The top 10 specialty drugs account for almost 20% of total net drug spend, and traditional drugs account for just over 10%. Together these 20 drugs account for 30% of total net drug spend. From a net trend perspective, these 20 drugs account for $3.30 of the $9.79 net trend increase we saw in this report.
2024 top 10 specialty drugs by percentage of net spend Figure 17
Top 10 specialty drugs increasing drug trend Figure 22
As highlighted throughout this report, several traditional drug classes experienced dramatic increases in total net spend in 2024 compared to 2023. Several of the classes driving net spend experienced dramatic growth in total net spend and broke into the top 50 drug classes for the first time (Figure 19). Notably, the glucocorticoids, inhaled class rose from No. 61 to No. 16 (primarily due to Flovent HFA’s discontinuation, which shifted utilization to the more expensive generic), and hypoglycemics, insulin and related agents rose from No. 121 to No. 32. Moves in these classes were likely tied to the AMP cap repeal and its impact on federal rebates.
Not all classes experienced growth due to net cost changes. Weight management agents experienced a 136% growth in claims volume. Coupled with a 25.9% increase in net cost per claim, the change in total net spend was close to 200%.
The Prime Therapeutics Medicaid Pharmacy Trend Report focuses exclusively on Medicaid Fee-For-Service (FFS) drug spend for Prime Therapeutics customers (highlighted in purple below) and does not include managed care utilization. It provides a comprehensive year-over-year analysis of Medicaid FFS pharmacy claims data on a cost-per-claim basis.
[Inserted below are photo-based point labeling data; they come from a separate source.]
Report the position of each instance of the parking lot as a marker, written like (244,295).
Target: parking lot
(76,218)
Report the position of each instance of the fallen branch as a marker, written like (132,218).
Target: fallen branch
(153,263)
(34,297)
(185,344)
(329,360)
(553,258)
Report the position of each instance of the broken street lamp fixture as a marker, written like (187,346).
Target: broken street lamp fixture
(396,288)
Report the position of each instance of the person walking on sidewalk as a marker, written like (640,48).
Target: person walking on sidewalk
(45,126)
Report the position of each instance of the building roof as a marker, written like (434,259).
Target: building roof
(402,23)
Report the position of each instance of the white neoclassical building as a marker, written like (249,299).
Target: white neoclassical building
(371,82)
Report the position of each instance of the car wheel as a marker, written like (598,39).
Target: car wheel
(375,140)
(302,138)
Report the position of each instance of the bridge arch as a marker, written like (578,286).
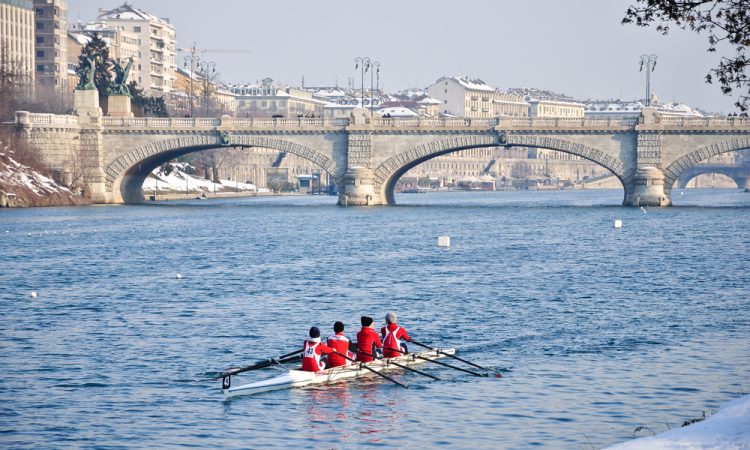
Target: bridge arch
(673,172)
(389,172)
(125,175)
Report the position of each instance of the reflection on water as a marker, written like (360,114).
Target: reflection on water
(602,330)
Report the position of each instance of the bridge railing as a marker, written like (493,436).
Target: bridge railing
(701,122)
(565,122)
(52,119)
(432,122)
(242,123)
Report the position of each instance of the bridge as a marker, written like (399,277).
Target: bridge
(738,172)
(366,156)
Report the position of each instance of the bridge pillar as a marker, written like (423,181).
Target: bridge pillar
(359,188)
(91,149)
(647,189)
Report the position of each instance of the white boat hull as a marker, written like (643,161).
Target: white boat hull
(300,378)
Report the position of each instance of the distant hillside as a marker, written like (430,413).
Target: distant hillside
(21,186)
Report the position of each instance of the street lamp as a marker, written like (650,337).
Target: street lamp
(362,63)
(376,65)
(650,62)
(207,68)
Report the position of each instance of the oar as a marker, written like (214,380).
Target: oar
(373,370)
(449,355)
(258,365)
(476,374)
(404,367)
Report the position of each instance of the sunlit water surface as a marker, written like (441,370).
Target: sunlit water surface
(597,330)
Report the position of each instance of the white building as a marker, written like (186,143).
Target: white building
(464,97)
(157,45)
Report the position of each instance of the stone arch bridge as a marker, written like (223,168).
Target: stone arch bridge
(366,156)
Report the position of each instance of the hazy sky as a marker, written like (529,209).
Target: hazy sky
(575,47)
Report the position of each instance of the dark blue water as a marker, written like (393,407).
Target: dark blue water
(597,330)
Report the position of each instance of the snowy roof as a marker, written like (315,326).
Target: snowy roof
(129,12)
(80,38)
(397,112)
(475,84)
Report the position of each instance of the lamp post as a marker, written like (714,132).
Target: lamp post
(207,68)
(650,62)
(376,66)
(362,63)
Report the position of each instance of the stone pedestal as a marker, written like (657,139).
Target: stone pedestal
(86,103)
(359,188)
(647,189)
(119,106)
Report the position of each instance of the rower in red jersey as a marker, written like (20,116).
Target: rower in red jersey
(392,337)
(367,340)
(312,352)
(340,343)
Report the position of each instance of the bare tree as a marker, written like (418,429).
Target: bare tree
(725,21)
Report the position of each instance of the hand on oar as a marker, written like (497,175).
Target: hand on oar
(404,367)
(372,370)
(260,364)
(449,355)
(416,355)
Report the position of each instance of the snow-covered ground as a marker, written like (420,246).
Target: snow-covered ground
(177,180)
(21,185)
(728,429)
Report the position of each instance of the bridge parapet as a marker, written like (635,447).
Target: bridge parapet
(226,122)
(535,123)
(711,123)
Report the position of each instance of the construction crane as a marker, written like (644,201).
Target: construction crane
(194,59)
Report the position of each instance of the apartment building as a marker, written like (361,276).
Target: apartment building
(51,48)
(17,40)
(463,97)
(156,41)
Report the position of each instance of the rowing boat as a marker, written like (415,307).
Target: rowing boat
(300,378)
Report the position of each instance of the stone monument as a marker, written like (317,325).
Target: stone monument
(86,97)
(118,94)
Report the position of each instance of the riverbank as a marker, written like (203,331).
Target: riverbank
(728,429)
(22,186)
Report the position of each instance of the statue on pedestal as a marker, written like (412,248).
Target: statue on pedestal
(86,71)
(118,86)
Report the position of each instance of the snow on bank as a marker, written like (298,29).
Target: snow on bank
(20,185)
(728,429)
(173,178)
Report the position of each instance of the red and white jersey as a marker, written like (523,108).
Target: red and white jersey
(311,353)
(340,343)
(392,335)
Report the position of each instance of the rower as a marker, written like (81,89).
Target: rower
(367,340)
(313,350)
(340,343)
(392,336)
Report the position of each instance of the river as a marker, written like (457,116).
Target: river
(596,330)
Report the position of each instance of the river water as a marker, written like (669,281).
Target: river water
(596,330)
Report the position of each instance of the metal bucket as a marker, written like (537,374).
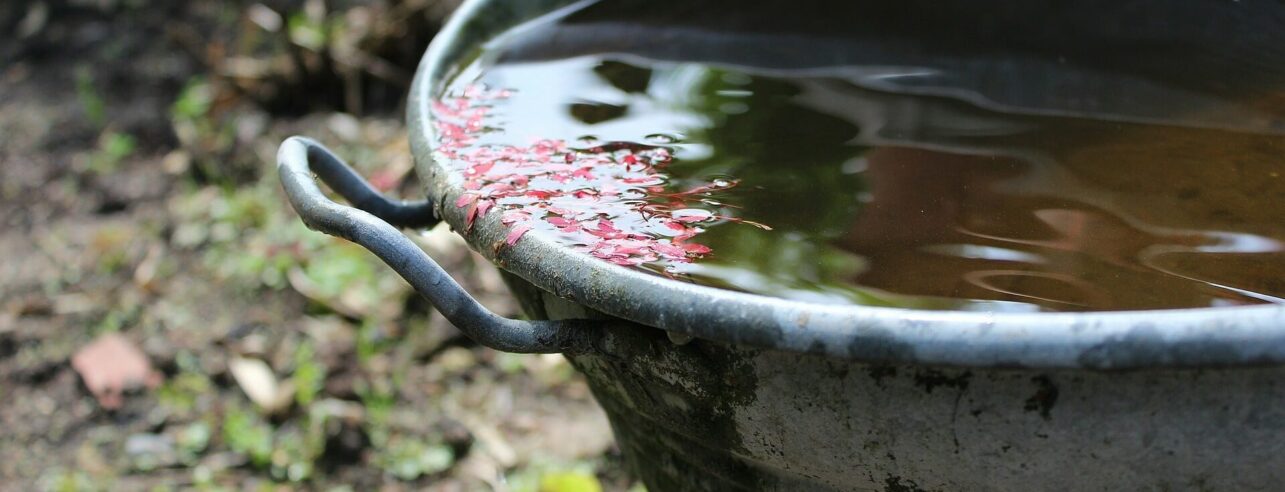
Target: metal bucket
(713,389)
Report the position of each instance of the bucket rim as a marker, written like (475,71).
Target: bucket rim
(1248,335)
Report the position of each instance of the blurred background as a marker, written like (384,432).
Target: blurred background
(166,320)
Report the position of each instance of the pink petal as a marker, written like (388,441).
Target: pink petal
(517,233)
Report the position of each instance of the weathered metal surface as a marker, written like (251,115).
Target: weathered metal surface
(711,416)
(374,225)
(1177,338)
(776,395)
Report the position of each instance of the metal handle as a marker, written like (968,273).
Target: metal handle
(373,225)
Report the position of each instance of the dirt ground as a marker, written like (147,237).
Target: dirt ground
(138,199)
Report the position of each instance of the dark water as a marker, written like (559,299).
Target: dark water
(877,195)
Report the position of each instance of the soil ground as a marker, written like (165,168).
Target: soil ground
(138,198)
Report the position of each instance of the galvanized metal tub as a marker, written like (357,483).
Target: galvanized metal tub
(713,389)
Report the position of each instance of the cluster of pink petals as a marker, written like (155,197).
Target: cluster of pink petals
(608,201)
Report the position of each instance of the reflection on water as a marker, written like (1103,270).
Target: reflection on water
(892,199)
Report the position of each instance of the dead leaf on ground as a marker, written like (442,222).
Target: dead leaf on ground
(260,384)
(112,365)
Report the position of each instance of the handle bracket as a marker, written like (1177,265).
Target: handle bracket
(373,222)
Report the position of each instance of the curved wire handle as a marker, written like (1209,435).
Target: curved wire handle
(373,225)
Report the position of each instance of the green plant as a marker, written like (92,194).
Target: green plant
(91,103)
(246,433)
(309,374)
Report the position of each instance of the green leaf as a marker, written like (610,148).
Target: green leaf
(569,482)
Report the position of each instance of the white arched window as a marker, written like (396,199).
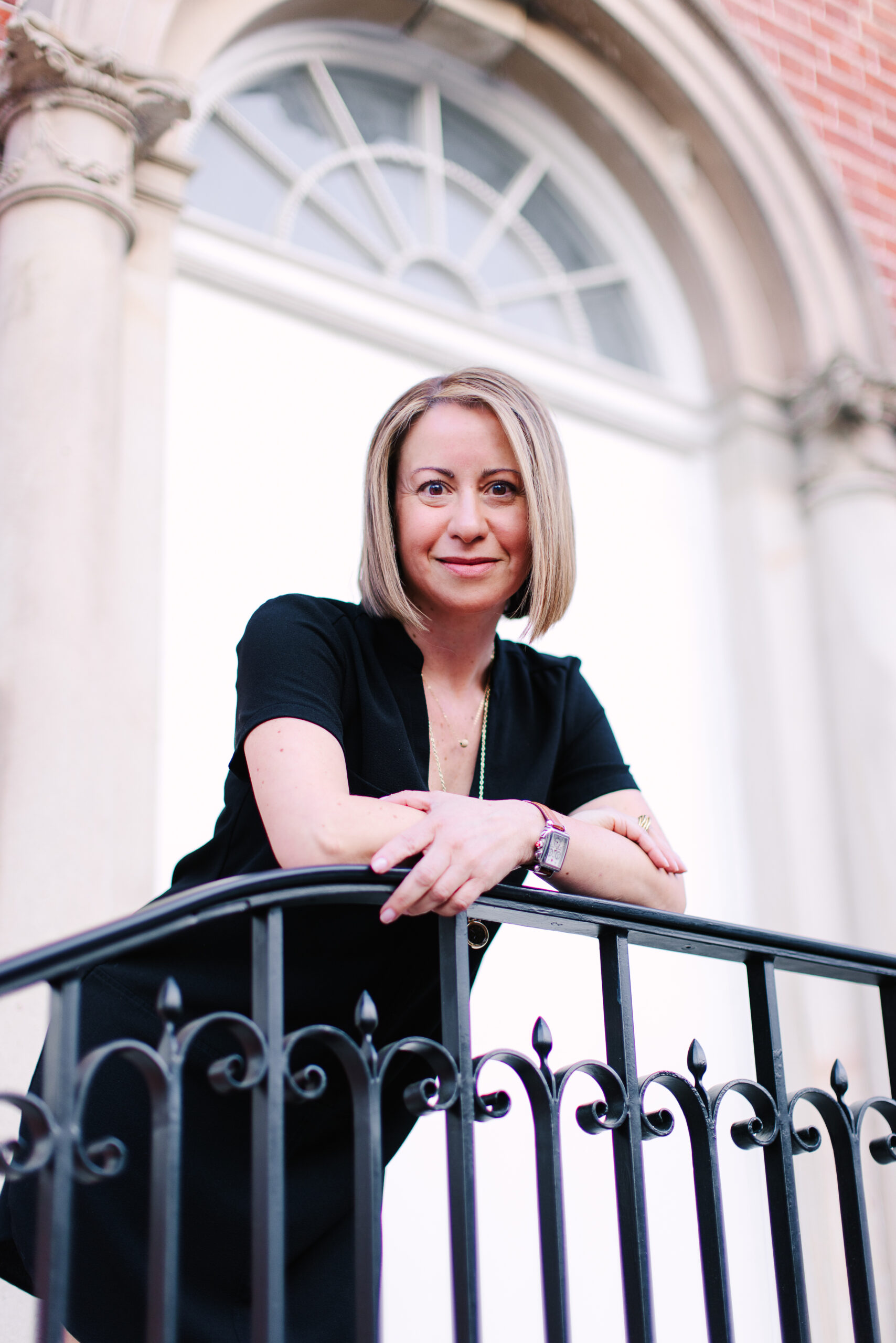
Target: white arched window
(385,162)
•The report trends are based on gross cost and net cost-per-claim basis and compared the 2023 calendar-year data to the 2024 calendar-year data.
•The dataset used in this evaluation contains more than 77 4 million claims with a gross cost of $13.3 billion and a net cost of $6.3 billion.
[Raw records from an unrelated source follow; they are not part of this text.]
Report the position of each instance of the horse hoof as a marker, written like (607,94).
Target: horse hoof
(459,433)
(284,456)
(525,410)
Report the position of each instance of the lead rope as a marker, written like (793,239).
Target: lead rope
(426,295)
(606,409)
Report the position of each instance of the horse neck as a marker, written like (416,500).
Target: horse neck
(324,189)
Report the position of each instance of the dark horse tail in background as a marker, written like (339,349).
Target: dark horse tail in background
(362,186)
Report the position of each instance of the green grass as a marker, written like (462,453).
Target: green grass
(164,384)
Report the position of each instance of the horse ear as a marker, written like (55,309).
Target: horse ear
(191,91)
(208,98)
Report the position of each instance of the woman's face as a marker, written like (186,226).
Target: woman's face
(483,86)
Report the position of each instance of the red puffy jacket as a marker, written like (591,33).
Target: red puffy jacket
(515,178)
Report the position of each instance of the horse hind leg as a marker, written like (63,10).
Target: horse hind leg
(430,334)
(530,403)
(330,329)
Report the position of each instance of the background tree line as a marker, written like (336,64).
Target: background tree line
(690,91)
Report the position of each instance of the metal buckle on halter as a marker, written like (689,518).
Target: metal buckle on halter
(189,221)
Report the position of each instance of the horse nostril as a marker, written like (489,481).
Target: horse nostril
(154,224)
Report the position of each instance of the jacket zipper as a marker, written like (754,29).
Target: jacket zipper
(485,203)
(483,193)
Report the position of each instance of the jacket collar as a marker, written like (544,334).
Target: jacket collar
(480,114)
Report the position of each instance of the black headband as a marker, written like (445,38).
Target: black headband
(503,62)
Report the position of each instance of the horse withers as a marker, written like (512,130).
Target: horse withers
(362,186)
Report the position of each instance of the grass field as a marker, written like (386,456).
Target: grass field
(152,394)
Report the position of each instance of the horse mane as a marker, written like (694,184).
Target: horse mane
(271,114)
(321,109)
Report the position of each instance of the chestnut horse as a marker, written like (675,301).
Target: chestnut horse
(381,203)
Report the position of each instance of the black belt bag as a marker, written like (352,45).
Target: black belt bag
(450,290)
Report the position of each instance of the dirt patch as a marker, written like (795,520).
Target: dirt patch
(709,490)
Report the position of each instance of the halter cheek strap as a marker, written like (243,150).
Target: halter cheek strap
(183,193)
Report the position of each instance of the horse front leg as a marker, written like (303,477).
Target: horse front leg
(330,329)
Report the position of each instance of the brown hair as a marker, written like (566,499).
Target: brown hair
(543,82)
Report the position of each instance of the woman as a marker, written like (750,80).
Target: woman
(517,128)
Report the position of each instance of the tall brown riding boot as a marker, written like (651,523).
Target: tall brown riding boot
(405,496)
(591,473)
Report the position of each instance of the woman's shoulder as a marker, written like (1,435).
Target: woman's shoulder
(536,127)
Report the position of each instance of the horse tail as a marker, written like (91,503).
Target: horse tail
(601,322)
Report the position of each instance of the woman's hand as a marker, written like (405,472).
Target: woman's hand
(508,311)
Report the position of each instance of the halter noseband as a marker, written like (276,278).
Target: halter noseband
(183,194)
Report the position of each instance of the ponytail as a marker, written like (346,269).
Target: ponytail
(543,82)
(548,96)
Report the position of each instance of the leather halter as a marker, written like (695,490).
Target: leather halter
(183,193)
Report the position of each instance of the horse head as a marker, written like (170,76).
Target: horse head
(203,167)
•Data was obtained from 22 Medicaid FFS clients across the country from which two years of complete FFS data are available. Claims data used in this report is publicly available on the CMS website.
• To achieve the highest level of accuracy for the Medicaid FFS space, this report again incorporates the CMS federal rebate data for both 2023 and 2024. Federal rebate data at the drug level is confidential and protected by federal law under the Social Security Act at 42 U.S.C. 1396r-8 (b)(3)(d). Therefore, this report does not disclose net cost pricing information on a per-drug basis.